Сказать, что моя жизнь адекватна… душевному моему пространству и душевным силам, — будет нечестно. Мне кажется, что я живу в полноги. Потому что если и есть у меня одаренность, которая всегда была у меня под подозрением, то она в том, чтобы строить Дом. Строить новое театральное сообщество — от первых шагов ученических до «звездного» мастерства той же Ирины Соколовой или Антонины Шурановой. Когда я вижу, как живут эти люди неадекватно своим возможностям, — мне грустно. И мне кажется — это, может быть, наивно, — что, будь я в седле, они были бы со мною. Вот вы, Максим Леонидович, мне все время говорите — это же от вас зависит, возьмите себе седло!.. Но, во-первых, взять «седло» оказывается нелегко. Во-вторых, в нем либо не размещаешься, либо, наоборот, оно слишком не твое. Если бы я не обольщался надеждой, то я, конечно, уже давно бы «отдал концы». И может, это был бы счастливый выход. Шучу! Но я обольщаюсь и потому живу почти каждый день, вставая и отходя ко сну, в надежде прорыва несправедливости.
1990
Вне процесса
— В нынешнем процессе русские — единственная нация, которая теряет. У них была большая империя — и вдруг она разваливается. Русский шовинист, русский обыватель еще не понимает, что он должен вздохнуть облегченно, что это спасение для России, что Россия давно не живет уже своей национальной жизнью, — считает гость «Смены» писатель Фридрих Горенштейн.
В квартире у Фридриха Горенштейна — ремонт. «Маленькое разорение», — говорит хозяин.
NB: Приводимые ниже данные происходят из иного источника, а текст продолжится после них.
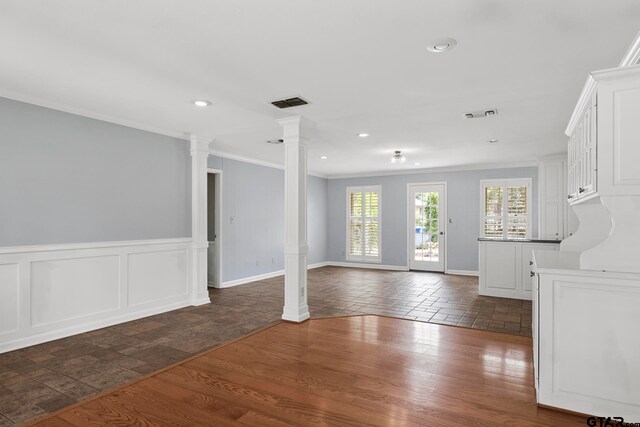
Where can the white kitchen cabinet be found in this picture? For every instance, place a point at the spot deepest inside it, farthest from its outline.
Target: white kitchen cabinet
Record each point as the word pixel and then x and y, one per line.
pixel 603 136
pixel 556 219
pixel 505 266
pixel 585 340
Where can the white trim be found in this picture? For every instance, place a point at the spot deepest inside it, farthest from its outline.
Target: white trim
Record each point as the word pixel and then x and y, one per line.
pixel 91 245
pixel 368 265
pixel 445 217
pixel 479 166
pixel 463 272
pixel 245 280
pixel 257 162
pixel 364 189
pixel 506 182
pixel 87 327
pixel 218 227
pixel 632 56
pixel 92 115
pixel 131 278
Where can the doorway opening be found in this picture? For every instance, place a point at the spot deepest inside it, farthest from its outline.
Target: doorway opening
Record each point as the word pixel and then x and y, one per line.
pixel 214 229
pixel 426 209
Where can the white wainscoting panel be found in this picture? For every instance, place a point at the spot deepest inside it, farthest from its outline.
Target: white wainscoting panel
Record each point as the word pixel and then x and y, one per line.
pixel 9 290
pixel 72 288
pixel 53 291
pixel 155 276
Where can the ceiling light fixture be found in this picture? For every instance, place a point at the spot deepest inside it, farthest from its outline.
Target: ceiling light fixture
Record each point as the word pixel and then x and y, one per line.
pixel 201 103
pixel 398 157
pixel 442 45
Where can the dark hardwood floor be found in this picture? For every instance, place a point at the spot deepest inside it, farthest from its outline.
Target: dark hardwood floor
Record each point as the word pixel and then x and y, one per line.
pixel 41 379
pixel 361 370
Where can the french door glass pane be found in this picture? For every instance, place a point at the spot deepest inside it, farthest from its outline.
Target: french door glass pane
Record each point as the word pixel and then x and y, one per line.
pixel 427 231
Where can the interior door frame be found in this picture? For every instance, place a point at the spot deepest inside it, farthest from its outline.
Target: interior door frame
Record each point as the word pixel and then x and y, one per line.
pixel 445 217
pixel 218 226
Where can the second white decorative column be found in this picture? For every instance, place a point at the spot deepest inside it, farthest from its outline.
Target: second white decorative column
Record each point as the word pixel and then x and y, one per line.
pixel 295 134
pixel 199 155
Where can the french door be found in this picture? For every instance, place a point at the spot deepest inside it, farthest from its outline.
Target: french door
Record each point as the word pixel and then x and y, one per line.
pixel 427 218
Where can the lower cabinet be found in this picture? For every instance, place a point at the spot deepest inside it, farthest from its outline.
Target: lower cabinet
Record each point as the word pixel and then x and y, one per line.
pixel 505 267
pixel 586 342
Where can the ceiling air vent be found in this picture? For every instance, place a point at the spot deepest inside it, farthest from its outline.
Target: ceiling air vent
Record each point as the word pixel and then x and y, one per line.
pixel 290 102
pixel 483 113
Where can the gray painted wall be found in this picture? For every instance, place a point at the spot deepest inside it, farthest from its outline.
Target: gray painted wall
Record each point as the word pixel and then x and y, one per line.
pixel 253 243
pixel 70 179
pixel 463 190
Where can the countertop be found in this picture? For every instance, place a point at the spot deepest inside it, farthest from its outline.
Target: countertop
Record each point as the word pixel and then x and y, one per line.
pixel 488 239
pixel 568 263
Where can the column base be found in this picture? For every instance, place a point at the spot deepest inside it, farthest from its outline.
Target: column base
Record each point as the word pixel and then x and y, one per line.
pixel 296 314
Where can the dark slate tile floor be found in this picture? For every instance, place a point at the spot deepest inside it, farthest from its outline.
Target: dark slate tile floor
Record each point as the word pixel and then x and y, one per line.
pixel 41 379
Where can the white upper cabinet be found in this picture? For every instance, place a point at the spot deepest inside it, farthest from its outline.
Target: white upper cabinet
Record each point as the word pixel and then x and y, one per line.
pixel 604 136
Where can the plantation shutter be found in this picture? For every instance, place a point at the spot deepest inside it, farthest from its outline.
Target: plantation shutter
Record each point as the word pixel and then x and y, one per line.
pixel 363 223
pixel 506 209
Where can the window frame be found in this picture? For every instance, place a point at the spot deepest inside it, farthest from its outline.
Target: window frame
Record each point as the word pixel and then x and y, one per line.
pixel 363 258
pixel 504 183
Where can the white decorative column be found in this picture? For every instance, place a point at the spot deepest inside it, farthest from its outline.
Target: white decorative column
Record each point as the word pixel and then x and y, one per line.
pixel 295 131
pixel 199 152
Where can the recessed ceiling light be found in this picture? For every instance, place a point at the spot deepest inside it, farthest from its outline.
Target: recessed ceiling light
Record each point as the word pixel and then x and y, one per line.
pixel 442 45
pixel 398 157
pixel 201 103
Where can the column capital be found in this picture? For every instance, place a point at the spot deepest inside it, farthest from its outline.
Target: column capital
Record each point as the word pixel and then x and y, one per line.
pixel 199 145
pixel 296 128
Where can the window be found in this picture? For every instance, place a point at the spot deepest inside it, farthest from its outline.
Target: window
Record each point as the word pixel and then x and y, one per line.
pixel 506 208
pixel 363 223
В Западном Берлине люди, оказывается, тоже устраивают дома ремонт. Впрочем, Западного Берлина как бы уже и нет, есть Берлин единый…
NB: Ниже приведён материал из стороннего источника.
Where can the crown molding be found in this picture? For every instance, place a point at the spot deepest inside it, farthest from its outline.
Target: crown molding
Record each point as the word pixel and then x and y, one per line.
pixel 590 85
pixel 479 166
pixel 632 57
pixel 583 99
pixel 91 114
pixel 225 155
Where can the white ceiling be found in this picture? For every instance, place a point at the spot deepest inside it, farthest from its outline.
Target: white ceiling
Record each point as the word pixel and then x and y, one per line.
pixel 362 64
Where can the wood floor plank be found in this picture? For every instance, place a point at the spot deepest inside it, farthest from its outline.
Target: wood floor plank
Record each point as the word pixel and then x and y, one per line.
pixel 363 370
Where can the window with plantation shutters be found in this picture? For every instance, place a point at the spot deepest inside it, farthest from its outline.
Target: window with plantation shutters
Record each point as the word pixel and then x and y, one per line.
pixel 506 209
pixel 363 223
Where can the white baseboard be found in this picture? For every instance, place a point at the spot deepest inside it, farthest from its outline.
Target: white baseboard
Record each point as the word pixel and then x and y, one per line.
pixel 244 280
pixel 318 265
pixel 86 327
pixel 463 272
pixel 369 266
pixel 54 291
Кажется, он где-то недавно признался, что хочет сходить по ту сторону разрушенной стены, посмотреть, как там живут, в Восточной Германии. «Маленькое разорение», — сказал бы он, наверное.
Фридрих Горенштейн — самый запоздалый «возвращенец» в русскую литературу. С 1980 года он живет в Западном Берлине, опубликовав до этого на родине лишь маленький рассказ в «Юности» в 1966 году. И лишь год назад журналы вспомнили о существовании Горенштейна и бросились наперебой его открывать. Появились рассказ «С кошелочкой» («Огонек»), «Зима 53-го» («Искусство кино»), «Споры о Достоевском» («Театр»), «Три встречи с Лермонтовым» («Экран»), «Искупление» («Юность»), отрывок из «Места» («Знамя»). На подходе — «Псалом» в журнале «Октябрь». Готовится трехтомник Горенштейна в издательстве «Слово». Через несколько месяцев в библиотеке журнала «Звезда» выйдет эксклюзивное издание философско-эротического романа Горенштейна «Чок-чок».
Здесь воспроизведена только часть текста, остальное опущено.